Überlegung, Frage: Forderungen lassen fragen nach einer Hierarchie zwischen Religion(en) und dem „Weltethos“. Ordnen sich die Religionen einem „Weltethos“ unter oder steigt eine Religion, leicht variiert, zu einem „Weltethos“ auf? (Letzteres scheidet nach der Vorgabe „von religiösen und nichtreligiösen Menschen!” wohl aus.)
Fernere Überlegung / Sorge: Die Utopie „Weltethos“ könnte auf ihrem Weg zu einer „Eine-Welt-Regierung“ leicht von zwei anderen Utopien (Dystopien) abgehängt werden: die eine, „Schöne neue Welt“ von Aldous Huxley, die andere, „1984“ von George Orwell. Beide wären versklavend, wobei ich „1984“ der „Schönen neuen Welt“ vorzöge, weil sie noch Trotz zuließe.
„Gott ist unverfügbar“ und „Denke den Anderen mit“
Das sind ja zwei sehr klare Sätze, die Orientierung geben können.
Vielen Dank dafür!
Ja, der wahre Gott ist „unverfügbar“, absolut unverfügbar.

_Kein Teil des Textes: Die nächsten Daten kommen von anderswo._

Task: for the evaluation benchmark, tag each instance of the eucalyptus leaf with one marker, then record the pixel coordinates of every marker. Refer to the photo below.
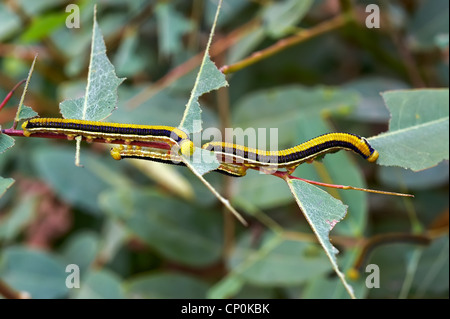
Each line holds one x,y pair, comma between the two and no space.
418,136
100,97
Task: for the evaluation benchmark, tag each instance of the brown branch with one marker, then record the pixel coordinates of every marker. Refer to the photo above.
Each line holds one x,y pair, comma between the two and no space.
283,44
217,48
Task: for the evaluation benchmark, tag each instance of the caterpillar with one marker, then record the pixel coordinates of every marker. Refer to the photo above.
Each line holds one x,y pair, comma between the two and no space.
167,157
294,156
110,131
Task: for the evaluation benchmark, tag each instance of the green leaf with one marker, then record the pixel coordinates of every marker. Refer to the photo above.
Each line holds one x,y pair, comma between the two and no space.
285,107
277,262
178,231
5,142
399,178
9,22
79,186
418,136
101,284
280,17
101,90
13,223
40,274
81,250
26,112
5,183
323,212
34,8
208,78
128,60
432,274
371,107
42,26
266,192
428,23
228,287
327,287
166,286
171,27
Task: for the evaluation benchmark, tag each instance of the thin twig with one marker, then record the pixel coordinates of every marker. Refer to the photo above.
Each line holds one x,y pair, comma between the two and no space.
283,44
217,48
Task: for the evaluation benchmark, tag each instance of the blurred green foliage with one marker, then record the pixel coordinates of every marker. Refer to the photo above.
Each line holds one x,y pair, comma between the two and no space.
128,228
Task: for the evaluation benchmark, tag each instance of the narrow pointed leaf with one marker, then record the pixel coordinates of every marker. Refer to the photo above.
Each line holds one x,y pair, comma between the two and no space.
418,136
101,90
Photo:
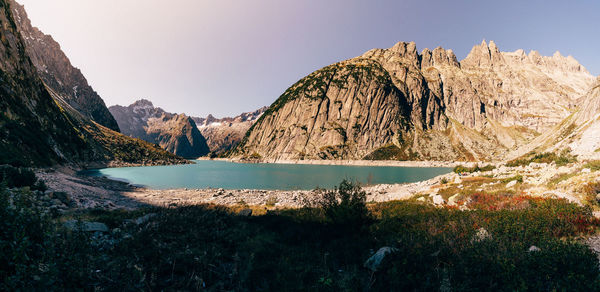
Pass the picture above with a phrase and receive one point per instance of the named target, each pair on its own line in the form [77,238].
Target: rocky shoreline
[536,180]
[391,163]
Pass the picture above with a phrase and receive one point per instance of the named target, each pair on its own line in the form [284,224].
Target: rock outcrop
[38,127]
[56,71]
[579,133]
[223,135]
[397,103]
[176,133]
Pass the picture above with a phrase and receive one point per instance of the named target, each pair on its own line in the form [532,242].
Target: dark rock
[245,212]
[375,260]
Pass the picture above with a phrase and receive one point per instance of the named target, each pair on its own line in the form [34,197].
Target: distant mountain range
[48,112]
[400,104]
[387,104]
[176,133]
[224,134]
[189,137]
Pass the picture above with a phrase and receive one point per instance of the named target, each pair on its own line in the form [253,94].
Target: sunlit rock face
[58,74]
[398,103]
[176,133]
[224,134]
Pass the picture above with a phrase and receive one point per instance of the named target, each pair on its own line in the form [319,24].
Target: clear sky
[229,56]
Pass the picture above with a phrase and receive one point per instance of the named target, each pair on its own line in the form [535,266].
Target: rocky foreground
[572,182]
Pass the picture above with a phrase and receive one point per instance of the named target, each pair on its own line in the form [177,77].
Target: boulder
[438,200]
[144,219]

Das könnten inzwischen auch die Hohen Herren in der römisch-katholischen Kirche gemerkt haben. Das war lange Zeit nicht so, denn sie regierten und kutschierten, als hätte Gott ihnen die Macht dazu verliehen. Bei aller Einsicht stellte sich, und für viele noch immer, die Frage: Wie austeigen? Es war lange nicht möglich, auch wenn man merkte, dass man im falschen Zug sitzt, weil der in voller Fahrt dahin sauste. In voller Fahrt ist er nicht mehr, darum wird auch ausgestiegen, schmerzhaft, aber nicht zerschmettert, weil da Engel zur Verfügung stehen, die ihe Flügel ausbreiten für eine sanfte Landung.

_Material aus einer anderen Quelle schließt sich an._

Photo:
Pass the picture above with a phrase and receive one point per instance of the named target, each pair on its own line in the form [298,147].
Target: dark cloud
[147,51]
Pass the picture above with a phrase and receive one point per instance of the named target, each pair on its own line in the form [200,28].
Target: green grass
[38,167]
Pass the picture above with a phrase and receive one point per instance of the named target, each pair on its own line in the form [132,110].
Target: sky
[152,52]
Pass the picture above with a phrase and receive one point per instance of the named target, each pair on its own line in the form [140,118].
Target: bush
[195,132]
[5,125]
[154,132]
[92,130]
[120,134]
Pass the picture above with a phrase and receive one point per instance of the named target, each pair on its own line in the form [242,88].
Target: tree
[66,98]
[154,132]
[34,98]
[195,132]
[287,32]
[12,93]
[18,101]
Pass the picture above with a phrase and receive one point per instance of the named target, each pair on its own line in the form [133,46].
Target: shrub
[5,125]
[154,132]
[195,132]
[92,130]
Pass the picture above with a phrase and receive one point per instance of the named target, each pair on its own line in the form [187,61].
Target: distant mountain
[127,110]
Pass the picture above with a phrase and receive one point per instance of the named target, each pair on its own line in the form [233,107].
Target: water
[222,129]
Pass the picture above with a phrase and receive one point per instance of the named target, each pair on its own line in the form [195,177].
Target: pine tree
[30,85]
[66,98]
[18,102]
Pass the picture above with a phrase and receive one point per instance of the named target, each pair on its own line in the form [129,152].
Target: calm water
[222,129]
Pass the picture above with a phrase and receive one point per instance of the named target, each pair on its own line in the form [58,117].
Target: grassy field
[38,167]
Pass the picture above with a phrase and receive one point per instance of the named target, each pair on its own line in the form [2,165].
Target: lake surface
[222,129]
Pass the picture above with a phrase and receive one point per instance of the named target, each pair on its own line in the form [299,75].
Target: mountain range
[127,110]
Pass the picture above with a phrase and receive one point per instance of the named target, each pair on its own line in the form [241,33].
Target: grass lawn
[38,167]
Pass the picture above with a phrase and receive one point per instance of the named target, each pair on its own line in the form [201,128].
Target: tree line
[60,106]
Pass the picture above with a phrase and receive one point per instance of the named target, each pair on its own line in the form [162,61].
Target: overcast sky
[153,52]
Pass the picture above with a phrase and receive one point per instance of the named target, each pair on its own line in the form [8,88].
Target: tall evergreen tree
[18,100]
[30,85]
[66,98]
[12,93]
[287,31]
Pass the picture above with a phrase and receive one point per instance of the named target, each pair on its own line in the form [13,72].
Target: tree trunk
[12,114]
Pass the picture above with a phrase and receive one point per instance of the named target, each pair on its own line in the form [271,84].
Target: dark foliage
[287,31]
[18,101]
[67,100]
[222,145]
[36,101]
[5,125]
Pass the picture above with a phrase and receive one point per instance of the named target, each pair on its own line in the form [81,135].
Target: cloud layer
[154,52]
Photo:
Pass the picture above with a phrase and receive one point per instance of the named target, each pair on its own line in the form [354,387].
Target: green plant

Das sind grossartige und schlüssige Überlegungen, danke! Nur: Bedeuet ein solcher „kategorische Imperativ“ zum Umgang mit Religion und Glaube nicht letztlich, dass – wer nicht thologisch hochintellektuell und gebildet ist und die Zeit findet, die eigene und die anderen Religionen mit der nötigen Sorgfalt kennen zu lernen – sich lieber gar nicht auf Gott einlassen sollte, weil das Risiko des Irrtums (vgl. die genannten Projektionen) viel zu gross ist? Wie soll denn ein „normaler Mensch“ Gott „korrekt“ erfahren? Die römische Kirche hat dafür mit dem Lehramt schon ein Konzept, aber dieses hat offensichtlich in eine Sackgasse geführt.

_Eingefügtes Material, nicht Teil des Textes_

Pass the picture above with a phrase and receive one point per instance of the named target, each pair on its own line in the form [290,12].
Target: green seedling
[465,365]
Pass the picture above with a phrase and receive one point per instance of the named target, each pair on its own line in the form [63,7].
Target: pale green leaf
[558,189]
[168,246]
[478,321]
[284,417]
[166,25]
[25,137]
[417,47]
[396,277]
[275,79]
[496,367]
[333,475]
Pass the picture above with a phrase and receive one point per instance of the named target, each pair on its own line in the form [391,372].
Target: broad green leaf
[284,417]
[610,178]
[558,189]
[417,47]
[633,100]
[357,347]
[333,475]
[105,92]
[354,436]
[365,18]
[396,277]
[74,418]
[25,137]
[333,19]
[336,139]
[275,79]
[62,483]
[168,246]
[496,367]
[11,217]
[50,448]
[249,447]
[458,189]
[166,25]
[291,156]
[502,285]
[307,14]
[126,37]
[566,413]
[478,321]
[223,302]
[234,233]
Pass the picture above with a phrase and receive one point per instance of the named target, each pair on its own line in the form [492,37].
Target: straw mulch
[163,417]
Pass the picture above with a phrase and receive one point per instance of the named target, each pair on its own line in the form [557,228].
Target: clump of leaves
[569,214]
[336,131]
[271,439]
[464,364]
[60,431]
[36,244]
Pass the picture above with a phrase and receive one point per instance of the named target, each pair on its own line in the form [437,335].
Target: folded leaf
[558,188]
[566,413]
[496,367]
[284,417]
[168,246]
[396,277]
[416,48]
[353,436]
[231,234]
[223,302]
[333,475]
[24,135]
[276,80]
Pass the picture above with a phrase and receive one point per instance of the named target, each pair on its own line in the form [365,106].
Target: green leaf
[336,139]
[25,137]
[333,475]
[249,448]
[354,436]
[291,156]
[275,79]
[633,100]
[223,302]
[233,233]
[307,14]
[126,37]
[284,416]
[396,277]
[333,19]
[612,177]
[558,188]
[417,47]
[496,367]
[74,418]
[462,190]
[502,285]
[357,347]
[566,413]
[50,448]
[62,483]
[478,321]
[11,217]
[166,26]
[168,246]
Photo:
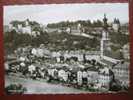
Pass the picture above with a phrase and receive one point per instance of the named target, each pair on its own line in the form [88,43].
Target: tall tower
[105,36]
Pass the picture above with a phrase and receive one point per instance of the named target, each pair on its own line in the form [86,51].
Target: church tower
[105,37]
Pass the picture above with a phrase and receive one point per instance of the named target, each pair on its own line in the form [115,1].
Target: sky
[52,13]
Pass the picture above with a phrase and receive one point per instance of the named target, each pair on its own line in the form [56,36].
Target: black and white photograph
[73,48]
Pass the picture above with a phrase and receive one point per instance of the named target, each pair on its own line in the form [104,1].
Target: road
[41,87]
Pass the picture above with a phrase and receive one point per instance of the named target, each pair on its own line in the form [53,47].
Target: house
[106,76]
[125,51]
[121,72]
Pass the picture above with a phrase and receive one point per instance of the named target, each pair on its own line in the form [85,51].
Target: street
[41,87]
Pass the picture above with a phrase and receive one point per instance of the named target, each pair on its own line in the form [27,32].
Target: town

Ich habe unglaublich viele Wunder in Erinnerung. Sie haben mich am Leben erhalten, oder vor einem schweren Unfall bewahrt, und deshalb weiss ich, es gibt eine höhere Macht und eine ausserirdische Welt. Sie ist uns ganz nahe. Es ist bezeugt durch Menschen mit der Fähigkeit, ein wenig Einblick zu bekommen, und ich selbst bekam aus dieser Welt fünf lebensrettende Worte zu hören. Wenn ich von Glück rede, dann sage ich: Der gute Gott ist mein Glück. Ich spürte sie, diese Nähe. Mir war, als freue sich der ganze Himmel darüber, dass dem Teufel ein Strich durch die Rechnung gemacht war. Es braucht kein theologisches Studium und keine Religion, um eine solche Erfahrung machen zu können, aber es braucht höchstwahrscheinlich den Glauben: Es gibt einen guten Gott und Jesus ist die Verbindung zu ihm. Mir ist bewusst: Ich lebe, weil Jesus lebt.
Da es in diesem Interview im Hintergrund immer auch um die Unverfügbarkeit Gottes geht, überlege ich, ob man für das Gottesbild eines jeden Menschen nicht auch eine Unverfügbarkeit annehmen darf; Unverfügbarkeit insofern, dass man darüber nicht urteilt.
Das geschieht auf dem hohen philosophischem Niveau aber mit dem Begriff „Götze“, hier „Privatgötze“, denn ein solcher Ausdruck hat immer einen festen je unterschiedlichen Ausgangspunkt und urteilt somit.